Dental Practice Advisors: Hiring the Wrong Ones
There are a lot of great dental practice accountants and attorneys out there, but there’s also a lot of them who seem to enjoy blowing up deals by demonstrating how smart they are in the process. Sure, they’ll let you buy a dental practice, but only if they can defeat the other side in the process. Buying and selling a dental practice is an emotional thing.
You need advisors who not only have experience with the business you are buying, you also need dental practice advisors with good temperaments and integrity to spare.
Wait, I Need Financing to Buy a Dental Practice?
In certain businesses a seller would expect to take some of the purchase price back in the form of a note payable, but that’s not always the case.
Make sure you are talking to banks early in the process to know what type of financing you can get and what your limitations are. It’s never a good thing to find out you might be limited after you make an offer on a dental practice that’s for sale.
Nickels and Dimes
I’m not saying the price and tax allocation of a purchase is not important, but we’ve seen buyers walk away from deals over really insignificant sums of money. The business might be perfect for them, but they don’t want to “overpay”.
The House Hunters Effect
There’s a show on HGTV called “House Hunters” that chronicles people going out and buying homes. It’s always striking to watch people walk away from a perfectly good opportunity over something cosmetic that can easily be fixed.
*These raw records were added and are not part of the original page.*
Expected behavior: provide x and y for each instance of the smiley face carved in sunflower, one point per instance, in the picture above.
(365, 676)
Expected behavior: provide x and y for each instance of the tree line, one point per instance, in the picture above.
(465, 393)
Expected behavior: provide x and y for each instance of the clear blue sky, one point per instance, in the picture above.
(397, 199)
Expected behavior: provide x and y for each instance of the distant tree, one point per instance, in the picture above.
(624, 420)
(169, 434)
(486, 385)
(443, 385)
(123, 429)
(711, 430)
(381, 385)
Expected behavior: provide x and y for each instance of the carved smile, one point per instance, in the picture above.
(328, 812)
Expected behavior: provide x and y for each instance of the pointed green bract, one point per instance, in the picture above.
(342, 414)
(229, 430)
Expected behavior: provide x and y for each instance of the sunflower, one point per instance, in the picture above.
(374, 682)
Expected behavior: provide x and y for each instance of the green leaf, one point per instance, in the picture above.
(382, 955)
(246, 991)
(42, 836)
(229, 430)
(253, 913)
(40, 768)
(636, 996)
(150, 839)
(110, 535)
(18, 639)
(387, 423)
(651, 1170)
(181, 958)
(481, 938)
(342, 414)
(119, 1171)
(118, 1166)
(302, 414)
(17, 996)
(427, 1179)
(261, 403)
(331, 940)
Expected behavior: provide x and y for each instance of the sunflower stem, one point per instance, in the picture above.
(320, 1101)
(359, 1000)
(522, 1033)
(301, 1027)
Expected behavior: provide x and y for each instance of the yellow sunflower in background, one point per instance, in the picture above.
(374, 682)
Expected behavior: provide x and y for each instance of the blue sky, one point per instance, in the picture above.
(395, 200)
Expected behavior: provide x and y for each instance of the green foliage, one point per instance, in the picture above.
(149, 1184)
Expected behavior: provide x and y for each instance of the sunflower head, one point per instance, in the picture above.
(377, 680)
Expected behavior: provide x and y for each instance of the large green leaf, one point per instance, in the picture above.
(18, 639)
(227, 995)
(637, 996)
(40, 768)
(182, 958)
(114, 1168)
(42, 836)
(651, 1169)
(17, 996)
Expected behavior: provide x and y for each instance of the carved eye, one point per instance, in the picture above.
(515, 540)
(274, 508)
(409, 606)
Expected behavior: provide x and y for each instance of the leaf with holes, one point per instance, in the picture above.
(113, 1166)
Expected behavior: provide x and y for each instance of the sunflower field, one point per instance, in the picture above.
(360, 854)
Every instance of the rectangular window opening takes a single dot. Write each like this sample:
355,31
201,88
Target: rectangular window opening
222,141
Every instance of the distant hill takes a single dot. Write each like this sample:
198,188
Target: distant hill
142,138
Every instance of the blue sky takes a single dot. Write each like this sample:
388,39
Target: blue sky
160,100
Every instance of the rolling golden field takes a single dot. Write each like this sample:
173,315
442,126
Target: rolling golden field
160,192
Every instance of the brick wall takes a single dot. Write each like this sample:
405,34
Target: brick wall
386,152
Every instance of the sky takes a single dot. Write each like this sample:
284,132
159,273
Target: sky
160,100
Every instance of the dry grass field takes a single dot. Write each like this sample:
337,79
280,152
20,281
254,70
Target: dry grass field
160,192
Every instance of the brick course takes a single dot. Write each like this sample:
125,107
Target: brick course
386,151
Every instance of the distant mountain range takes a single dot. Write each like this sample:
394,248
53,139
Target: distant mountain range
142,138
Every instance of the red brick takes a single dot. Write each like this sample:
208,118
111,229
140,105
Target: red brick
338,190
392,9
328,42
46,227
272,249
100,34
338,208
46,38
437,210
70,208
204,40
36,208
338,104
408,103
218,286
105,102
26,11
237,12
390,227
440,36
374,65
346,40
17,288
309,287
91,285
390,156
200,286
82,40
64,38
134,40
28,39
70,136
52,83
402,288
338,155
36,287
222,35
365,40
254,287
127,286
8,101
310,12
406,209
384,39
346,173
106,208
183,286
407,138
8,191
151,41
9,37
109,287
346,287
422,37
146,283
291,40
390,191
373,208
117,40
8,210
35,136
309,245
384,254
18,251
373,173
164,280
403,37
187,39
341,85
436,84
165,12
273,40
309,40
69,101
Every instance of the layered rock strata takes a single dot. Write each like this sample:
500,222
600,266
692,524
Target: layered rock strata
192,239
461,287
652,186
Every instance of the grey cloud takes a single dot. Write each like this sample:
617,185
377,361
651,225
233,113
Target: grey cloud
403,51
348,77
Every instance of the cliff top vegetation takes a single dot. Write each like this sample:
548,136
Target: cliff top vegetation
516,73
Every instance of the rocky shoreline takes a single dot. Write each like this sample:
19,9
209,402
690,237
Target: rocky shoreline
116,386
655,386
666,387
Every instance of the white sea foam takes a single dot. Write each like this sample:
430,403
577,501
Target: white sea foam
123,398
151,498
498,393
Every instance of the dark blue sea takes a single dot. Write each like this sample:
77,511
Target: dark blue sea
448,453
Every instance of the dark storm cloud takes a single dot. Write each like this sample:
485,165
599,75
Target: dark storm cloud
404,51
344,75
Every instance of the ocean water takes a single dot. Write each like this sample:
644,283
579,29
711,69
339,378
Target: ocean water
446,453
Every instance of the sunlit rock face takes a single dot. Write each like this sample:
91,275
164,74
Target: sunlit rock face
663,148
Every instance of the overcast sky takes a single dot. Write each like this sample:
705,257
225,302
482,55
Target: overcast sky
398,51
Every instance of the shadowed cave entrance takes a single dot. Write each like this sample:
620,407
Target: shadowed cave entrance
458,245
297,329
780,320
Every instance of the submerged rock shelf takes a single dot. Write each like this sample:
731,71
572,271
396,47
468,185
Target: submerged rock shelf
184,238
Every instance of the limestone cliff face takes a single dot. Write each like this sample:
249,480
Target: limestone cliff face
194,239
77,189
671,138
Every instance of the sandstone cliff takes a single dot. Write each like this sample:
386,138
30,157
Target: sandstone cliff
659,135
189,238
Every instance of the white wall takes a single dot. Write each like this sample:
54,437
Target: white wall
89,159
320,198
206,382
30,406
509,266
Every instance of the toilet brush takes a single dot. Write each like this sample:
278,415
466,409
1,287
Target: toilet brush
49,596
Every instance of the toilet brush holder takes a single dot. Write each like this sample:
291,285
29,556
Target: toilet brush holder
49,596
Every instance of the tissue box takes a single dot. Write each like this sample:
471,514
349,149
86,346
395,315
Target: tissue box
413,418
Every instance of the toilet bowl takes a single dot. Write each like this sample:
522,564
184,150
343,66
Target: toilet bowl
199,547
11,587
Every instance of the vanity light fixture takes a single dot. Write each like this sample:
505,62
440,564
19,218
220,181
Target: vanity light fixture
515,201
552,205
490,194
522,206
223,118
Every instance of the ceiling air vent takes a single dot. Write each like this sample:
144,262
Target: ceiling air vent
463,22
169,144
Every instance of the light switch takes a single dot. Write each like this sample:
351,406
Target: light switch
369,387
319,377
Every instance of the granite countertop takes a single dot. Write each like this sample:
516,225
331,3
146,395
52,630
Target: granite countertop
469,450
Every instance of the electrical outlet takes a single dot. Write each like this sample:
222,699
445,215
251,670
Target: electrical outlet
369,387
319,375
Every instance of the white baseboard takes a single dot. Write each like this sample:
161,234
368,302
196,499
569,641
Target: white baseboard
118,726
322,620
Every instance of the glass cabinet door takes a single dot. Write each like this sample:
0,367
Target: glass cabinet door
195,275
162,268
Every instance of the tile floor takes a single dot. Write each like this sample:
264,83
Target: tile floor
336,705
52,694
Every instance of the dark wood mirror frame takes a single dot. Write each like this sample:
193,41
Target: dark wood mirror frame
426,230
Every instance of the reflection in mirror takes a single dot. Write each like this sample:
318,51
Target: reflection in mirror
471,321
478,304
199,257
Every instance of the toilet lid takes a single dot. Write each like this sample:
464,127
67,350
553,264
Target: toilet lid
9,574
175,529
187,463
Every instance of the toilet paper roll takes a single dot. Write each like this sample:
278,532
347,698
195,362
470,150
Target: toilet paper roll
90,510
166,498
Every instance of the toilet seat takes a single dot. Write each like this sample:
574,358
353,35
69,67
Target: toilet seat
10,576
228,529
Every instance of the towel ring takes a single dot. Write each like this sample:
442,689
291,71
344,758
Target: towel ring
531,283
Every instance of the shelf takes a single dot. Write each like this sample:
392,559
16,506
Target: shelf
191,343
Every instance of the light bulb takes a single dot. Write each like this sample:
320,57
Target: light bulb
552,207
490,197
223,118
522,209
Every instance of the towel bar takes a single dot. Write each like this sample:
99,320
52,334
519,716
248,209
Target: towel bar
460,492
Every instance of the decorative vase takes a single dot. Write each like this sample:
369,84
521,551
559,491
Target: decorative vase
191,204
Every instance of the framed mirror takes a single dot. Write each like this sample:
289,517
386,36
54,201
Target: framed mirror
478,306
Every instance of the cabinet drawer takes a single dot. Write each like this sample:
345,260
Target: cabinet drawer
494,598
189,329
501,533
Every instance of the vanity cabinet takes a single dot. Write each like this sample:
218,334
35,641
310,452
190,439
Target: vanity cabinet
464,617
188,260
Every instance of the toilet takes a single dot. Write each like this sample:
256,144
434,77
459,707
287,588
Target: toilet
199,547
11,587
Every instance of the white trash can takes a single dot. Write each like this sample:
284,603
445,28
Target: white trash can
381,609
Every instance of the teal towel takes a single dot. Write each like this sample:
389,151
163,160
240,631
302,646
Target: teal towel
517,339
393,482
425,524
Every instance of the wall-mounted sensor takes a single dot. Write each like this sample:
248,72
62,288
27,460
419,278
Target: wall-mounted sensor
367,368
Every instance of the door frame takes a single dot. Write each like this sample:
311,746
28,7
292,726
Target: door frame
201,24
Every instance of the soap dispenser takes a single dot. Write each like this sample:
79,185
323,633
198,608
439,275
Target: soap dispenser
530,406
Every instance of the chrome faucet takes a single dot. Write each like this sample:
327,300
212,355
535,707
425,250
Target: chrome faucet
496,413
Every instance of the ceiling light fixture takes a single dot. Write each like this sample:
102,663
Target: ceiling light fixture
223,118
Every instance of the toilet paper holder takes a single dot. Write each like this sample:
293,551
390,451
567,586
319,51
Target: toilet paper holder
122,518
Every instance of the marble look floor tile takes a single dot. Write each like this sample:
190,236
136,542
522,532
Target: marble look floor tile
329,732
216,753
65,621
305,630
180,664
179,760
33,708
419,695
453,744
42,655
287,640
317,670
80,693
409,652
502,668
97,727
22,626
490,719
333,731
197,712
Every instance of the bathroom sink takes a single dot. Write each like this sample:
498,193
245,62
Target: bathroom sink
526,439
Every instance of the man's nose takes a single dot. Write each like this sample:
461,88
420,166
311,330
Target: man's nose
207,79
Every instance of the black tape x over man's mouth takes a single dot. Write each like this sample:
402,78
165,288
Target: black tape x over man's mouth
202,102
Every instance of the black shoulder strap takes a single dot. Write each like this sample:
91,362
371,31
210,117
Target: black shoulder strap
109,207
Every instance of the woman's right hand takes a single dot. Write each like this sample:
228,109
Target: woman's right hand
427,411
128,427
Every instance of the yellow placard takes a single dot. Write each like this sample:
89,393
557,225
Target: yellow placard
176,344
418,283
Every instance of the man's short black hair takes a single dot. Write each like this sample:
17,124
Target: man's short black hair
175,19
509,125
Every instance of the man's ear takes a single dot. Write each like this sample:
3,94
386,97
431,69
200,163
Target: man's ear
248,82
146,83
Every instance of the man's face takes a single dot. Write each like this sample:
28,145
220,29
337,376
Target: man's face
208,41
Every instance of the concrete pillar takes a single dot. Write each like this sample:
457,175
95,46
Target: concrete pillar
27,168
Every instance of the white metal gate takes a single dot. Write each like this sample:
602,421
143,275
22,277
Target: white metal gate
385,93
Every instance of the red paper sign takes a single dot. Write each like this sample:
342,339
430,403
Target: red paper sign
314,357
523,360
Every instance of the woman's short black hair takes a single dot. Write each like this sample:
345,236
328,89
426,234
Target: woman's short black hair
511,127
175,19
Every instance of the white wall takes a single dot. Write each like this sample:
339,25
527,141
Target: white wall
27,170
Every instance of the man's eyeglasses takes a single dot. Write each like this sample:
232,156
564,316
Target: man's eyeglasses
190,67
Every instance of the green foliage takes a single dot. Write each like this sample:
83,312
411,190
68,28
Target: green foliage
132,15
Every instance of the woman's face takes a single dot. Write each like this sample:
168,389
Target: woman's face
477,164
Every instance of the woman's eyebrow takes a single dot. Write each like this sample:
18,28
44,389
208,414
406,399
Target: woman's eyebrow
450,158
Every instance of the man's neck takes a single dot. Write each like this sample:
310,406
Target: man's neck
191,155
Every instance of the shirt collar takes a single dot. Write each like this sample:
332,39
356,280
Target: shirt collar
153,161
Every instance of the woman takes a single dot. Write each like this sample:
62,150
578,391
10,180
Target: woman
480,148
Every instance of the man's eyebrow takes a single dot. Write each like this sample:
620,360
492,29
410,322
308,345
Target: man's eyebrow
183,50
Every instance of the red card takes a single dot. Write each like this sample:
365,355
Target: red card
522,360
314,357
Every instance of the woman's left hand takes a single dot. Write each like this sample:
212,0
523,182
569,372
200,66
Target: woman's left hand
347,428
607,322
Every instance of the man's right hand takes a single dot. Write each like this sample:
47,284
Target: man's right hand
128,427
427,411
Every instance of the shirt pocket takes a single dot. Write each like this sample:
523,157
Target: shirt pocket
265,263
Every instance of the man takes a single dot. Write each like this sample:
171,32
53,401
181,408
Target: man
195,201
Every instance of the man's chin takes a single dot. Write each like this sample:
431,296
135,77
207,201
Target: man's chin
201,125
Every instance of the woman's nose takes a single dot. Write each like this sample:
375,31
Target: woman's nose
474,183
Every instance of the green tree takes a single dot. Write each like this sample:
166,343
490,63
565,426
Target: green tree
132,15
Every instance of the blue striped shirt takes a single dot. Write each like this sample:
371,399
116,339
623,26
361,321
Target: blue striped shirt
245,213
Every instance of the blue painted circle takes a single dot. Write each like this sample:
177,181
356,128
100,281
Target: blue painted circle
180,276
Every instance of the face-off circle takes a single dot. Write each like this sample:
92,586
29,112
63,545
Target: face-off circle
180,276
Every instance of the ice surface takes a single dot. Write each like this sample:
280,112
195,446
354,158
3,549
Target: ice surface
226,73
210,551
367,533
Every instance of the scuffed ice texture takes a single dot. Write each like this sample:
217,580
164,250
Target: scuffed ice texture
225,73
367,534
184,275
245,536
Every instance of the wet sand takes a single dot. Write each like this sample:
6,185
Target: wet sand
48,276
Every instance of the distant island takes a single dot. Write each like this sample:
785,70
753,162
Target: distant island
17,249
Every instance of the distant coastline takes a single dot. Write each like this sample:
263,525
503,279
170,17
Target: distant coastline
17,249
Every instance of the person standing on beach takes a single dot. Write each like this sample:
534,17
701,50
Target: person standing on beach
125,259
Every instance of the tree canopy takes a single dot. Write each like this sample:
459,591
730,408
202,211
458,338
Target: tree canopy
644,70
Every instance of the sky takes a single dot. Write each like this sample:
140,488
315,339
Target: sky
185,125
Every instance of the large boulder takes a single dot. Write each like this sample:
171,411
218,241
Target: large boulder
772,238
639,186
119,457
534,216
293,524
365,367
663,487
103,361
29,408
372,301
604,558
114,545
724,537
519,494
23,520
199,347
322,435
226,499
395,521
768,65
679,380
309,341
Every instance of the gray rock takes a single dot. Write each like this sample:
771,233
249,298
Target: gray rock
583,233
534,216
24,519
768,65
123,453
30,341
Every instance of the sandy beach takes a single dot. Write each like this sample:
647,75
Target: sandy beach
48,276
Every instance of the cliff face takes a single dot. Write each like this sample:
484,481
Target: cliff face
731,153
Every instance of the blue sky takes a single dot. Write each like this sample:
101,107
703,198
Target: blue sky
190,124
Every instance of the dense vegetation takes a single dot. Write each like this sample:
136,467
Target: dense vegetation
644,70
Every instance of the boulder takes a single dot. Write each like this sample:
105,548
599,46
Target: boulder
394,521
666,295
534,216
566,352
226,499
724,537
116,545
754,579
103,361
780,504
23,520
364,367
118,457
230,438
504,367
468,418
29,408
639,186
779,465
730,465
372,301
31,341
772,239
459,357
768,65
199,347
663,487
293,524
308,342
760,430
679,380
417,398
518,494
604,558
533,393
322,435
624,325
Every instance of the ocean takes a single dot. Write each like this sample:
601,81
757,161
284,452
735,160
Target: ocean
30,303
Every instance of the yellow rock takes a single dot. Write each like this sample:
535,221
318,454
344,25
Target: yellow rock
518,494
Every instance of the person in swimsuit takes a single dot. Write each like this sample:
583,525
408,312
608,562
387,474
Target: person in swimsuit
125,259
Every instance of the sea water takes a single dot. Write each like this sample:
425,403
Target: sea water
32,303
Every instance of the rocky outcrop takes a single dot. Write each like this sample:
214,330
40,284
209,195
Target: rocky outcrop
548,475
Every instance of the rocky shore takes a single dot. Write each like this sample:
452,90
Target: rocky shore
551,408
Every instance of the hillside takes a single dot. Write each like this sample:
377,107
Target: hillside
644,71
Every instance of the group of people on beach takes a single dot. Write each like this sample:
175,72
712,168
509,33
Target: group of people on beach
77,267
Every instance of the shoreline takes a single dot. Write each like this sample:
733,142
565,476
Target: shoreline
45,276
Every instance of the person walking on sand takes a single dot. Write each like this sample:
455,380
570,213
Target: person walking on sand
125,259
Buyers of businesses do the same thing. Some will obsess over the seller’s expense structure when many of those expenses can easily be fixed or they turn away a perfectly profitable dental practice because it doesn’t have the latest and greatest dental practice technology.
Nervous Energy
Buyers need to keep in mind that selling a dental practice is usually an emotional process for the seller. They are selling their life’s work and having a happy buyer is sort of a referendum on how well they ran their business. Buyers that exhibit a nervous energy or nitpick little things tend to irritate a seller.
So why do the corporations do a better job of buying? They are decisive. They move fast. They don’t obsess over minor details. Look, most sellers want to sell to a private buyer, so if you treat the transaction the same way a corporation would, you’ll win the deal.